The following day, the Lebanese Ministry of Public Health quickly warned against making assumptions without verified evidence, stating no solid proof had been collected so far. The Lebanese Atomic Energy Commission also urged caution, acknowledging the legitimacy of these concerns and planning field radiation surveys with the Lebanese army once security allowed. It was not until October 19 that the Atomic Energy Commission was able to extract two samples from the southern suburb of Beirut, one of them being from the site of the assassination of Hassan Nasrallah. Preliminary results were supposed to be announced on October 25, but to this day, no such announcement has been made.

The potential repercussions of depleted uranium (or DU) use for human health and the environment are so severe that any suspicion, however remote, must be thoroughly investigated. DU is typically suspected when bunker-buster or armor-piercing ammunition is deployed. Israel is particularly suspect given its historical record of using prohibited weapons — including during its current war on Lebanon — and its means to use DU. Although only a scientific investigation can conclusively confirm or refute Israel’s use of DU in Lebanon, how likely is it that Israel deployed DU in its recent attacks?
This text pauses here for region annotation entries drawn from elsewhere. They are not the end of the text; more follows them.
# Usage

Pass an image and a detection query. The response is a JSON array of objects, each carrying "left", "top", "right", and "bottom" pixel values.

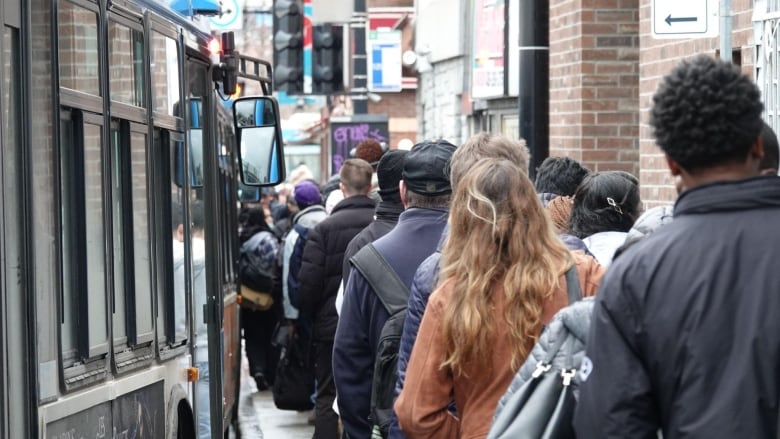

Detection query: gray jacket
[{"left": 488, "top": 297, "right": 594, "bottom": 424}]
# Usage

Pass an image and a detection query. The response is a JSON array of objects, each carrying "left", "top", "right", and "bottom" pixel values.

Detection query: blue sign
[{"left": 367, "top": 30, "right": 402, "bottom": 92}]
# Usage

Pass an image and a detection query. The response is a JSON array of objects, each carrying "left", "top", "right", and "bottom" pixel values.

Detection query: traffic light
[
  {"left": 274, "top": 0, "right": 303, "bottom": 94},
  {"left": 311, "top": 24, "right": 344, "bottom": 94}
]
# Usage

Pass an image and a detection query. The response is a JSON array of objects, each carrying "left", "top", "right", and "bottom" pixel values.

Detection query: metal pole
[
  {"left": 517, "top": 0, "right": 550, "bottom": 179},
  {"left": 718, "top": 0, "right": 733, "bottom": 63},
  {"left": 351, "top": 0, "right": 368, "bottom": 114}
]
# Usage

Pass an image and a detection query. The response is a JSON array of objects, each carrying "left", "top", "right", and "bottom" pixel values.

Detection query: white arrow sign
[{"left": 652, "top": 0, "right": 719, "bottom": 38}]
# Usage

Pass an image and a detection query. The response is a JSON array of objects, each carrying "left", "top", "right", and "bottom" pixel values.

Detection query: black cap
[
  {"left": 376, "top": 149, "right": 408, "bottom": 203},
  {"left": 403, "top": 140, "right": 456, "bottom": 195}
]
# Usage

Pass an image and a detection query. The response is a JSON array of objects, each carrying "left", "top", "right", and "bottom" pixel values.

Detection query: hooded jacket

What is depleted uranium, and why is it dangerous?

Uranium is a rare, radioactive element found naturally in the crust of the earth requiring costly extraction. It consists of three isotopes (U-234, U-235, and U-238), only two of which are useful for producing nuclear energy and bombs. The third isotope, U-238, is unsuitable for nuclear fission, but because the former two are rare, raw uranium must be “enriched” by extracting these components, leaving U-238 as waste — uranium that has been depleted, or DU.

In the 1970s, DU properties were found useful for military use. Its high density (1.7 times that of lead) and low cost (since it is a byproduct of uranium enrichment) incentivized its use in tank armor and armor-piercing ammunition. Israel is thought to have tested DU on Egyptian forces during the 1973 October War, and the U.S. added it to its arsenal in 1977. DU rose to prominence in the military as well as public debates during the 1991 Gulf War and subsequent conflicts.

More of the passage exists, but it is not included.